Le secteur privé appelé à créer des centres de recherche pour améliorer les semences
S’agissant de la disponibilité de la semence, pour rappel importée, et dont la «raréfaction» est mise en exergue par le CIC, le Premier ministre indiquera que les centres de recherche relevant du ministère de l’Agriculture et du Développement rural s’emploient à fournir des semences de qualité supérieure, appelant le secteur privé à créer des centres de recherche pour améliorer les semences, l’objectif étant de parvenir à un rendement de 70 q/ha dans la filière céréalière.
Le Premier ministre affirme que «des efforts visant à satisfaire les besoins nationaux en semences». «Le gouvernement a mis en place un programme pour augmenter la production et la qualité du produit.» Et d’annoncer la mobilisation de 2,7 millions de quintaux de semences pour un taux de couverture en semences certifiées de 70%, rappelant la nécessité d’assurer 4 millions de quintaux de semences certifiées de haute qualité et l’ouverture avant juin prochain de la Banque nationale des gènes.
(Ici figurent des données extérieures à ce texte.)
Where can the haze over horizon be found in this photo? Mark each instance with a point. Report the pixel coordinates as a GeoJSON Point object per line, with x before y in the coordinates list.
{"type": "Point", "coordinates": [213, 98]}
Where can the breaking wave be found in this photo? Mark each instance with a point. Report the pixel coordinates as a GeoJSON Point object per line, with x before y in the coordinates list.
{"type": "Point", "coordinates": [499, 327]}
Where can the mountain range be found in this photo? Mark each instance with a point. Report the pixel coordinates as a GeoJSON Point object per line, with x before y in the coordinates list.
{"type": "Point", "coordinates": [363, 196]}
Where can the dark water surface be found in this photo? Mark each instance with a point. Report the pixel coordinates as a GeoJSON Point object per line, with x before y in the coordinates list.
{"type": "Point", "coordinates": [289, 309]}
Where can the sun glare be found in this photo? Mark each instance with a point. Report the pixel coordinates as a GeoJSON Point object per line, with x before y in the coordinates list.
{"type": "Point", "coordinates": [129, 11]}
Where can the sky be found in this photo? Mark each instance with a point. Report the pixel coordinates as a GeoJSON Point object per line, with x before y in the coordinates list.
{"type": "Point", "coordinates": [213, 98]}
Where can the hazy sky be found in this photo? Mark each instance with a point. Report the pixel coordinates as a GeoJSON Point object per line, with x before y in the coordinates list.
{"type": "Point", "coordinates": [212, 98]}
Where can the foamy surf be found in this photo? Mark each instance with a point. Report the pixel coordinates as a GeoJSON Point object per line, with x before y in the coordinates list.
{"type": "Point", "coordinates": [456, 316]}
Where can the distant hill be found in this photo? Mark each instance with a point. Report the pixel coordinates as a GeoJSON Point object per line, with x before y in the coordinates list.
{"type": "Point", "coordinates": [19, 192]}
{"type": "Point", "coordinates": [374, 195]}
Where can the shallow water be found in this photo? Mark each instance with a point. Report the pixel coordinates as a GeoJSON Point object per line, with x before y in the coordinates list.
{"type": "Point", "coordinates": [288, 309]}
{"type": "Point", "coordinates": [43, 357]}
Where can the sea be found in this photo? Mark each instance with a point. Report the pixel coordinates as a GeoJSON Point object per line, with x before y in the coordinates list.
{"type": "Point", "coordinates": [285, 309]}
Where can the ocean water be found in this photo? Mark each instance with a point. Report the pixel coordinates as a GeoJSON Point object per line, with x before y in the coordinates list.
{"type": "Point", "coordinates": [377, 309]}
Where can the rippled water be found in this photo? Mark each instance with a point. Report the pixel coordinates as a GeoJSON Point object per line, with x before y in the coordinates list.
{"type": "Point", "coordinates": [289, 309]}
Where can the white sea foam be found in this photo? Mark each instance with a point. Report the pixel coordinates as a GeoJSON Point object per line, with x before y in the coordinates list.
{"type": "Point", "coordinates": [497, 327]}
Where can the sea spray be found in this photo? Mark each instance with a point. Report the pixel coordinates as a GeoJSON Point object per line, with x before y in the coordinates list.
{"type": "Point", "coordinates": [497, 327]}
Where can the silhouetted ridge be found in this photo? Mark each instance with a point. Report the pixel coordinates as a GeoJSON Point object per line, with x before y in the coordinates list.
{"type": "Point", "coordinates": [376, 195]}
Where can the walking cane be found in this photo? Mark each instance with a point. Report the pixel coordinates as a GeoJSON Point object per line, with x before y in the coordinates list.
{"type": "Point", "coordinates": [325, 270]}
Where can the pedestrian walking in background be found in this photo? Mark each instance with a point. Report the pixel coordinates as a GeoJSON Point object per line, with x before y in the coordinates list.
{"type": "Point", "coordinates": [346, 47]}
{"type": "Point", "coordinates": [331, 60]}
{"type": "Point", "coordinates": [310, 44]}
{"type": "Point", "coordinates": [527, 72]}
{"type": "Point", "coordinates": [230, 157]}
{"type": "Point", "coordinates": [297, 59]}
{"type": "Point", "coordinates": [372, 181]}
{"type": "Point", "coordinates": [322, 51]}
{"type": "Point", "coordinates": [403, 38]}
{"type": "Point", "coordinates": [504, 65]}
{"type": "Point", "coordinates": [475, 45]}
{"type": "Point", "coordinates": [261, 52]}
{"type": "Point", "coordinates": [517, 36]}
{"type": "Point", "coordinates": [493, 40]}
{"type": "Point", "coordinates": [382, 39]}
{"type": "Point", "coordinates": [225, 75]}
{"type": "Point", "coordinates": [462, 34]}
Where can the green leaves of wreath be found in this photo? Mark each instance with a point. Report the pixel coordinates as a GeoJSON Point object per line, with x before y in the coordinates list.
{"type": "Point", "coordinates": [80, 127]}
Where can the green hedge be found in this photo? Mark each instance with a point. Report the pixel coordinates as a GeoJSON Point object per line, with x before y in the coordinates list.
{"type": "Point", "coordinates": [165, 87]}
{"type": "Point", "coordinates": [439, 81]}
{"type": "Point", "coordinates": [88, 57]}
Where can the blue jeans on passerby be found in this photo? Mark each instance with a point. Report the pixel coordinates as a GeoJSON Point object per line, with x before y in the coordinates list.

Ce qui, dira-t-il, constitue «un pas de géant que l’Algérie aura franchi depuis son indépendance, car cette banque sera parmi les facteurs de concrétisation de l’indépendance alimentaire et de la sécurité stratégique de l’Etat».
Réaffecter les terres agricoles à faible rendement
«Le plan d’action consiste également à mettre en place des systèmes d’irrigation intelligents, en cherchant des alternatives pour rationaliser la consommation d’eau, en sus de l’affectation d’un nouveau périmètre d’irrigation de 800.000 ha à l’horizon 2025 et réduire les terres en friche, élargissant, par extension, les superficies cultivées», affirme le Premier ministre en abordant le plan d’action pour augmenter la production en céréales, notamment en blé dur.
Aïmene Benabderrahmane a également indiqué que la réaffectation des terres agricoles à faible rendement aux cultures stratégiques, à l’instar de l’arboriculture fruitière, n’était pas à exclure, en sus de «l’encadrement du programme de développement dans les Hauts-Plateaux et le Sud et l’accélération de l’octroi du foncier agricole dans le cadre du programme de mise en valeur des terres agricoles par la concession (Office de développement de l’agriculture industrielle en terres sahariennes et l’Office national des terres agricoles)».
Il conclura son mot inaugural en responsabilisant les participants : «Vous êtes les principaux acteurs dans la mise en place de ces fondements à travers la formation d’un tissu regroupant les opérateurs économiques activant à travers l’ensemble des chaînes de valeurs, en adoptant la nouvelle démarche consacrée dans la loi sur l’investissement qui assure des voies multiples et diversifiés pour l’investissement».
Sabrina Mouloud
Principales recommandations
-Sécuriser les agriculteurs et tous les autres acteurs impliqués dans la culture et l’exploitation des céréales et des industries agro-alimentaires connexes.
-Consacrer et moderniser l’idée de l’approche sectorielle au pôle céréalier en y associant les différents acteurs et reformuler les liens entre eux dans le cadre des règles qui encadrent ce métier, et revoir les modalités d’accompagnement fourni par l’Etat afin de construire un modèle de croissance intégré dans le but d’augmenter la production nationale et d’assurer l’équilibre et la protection du marché.
-La modernisation de la céréaliculture algérienne par le développement de technologies agricoles performantes et modernes créatrices d’emplois et de solutions innovantes s’adaptant aux réglementations locales.
-Développement de la culture céréalière dans le sud du pays caractérisée par l’efficacité et la durabilité dans le cadre d’une vision globale de développement des zones sahariennes avec la nécessité de respecter les inter-systèmes qui caractérisent le Sud (chemins, oasis et cultures en coopératives au sein un cadre institutionnel).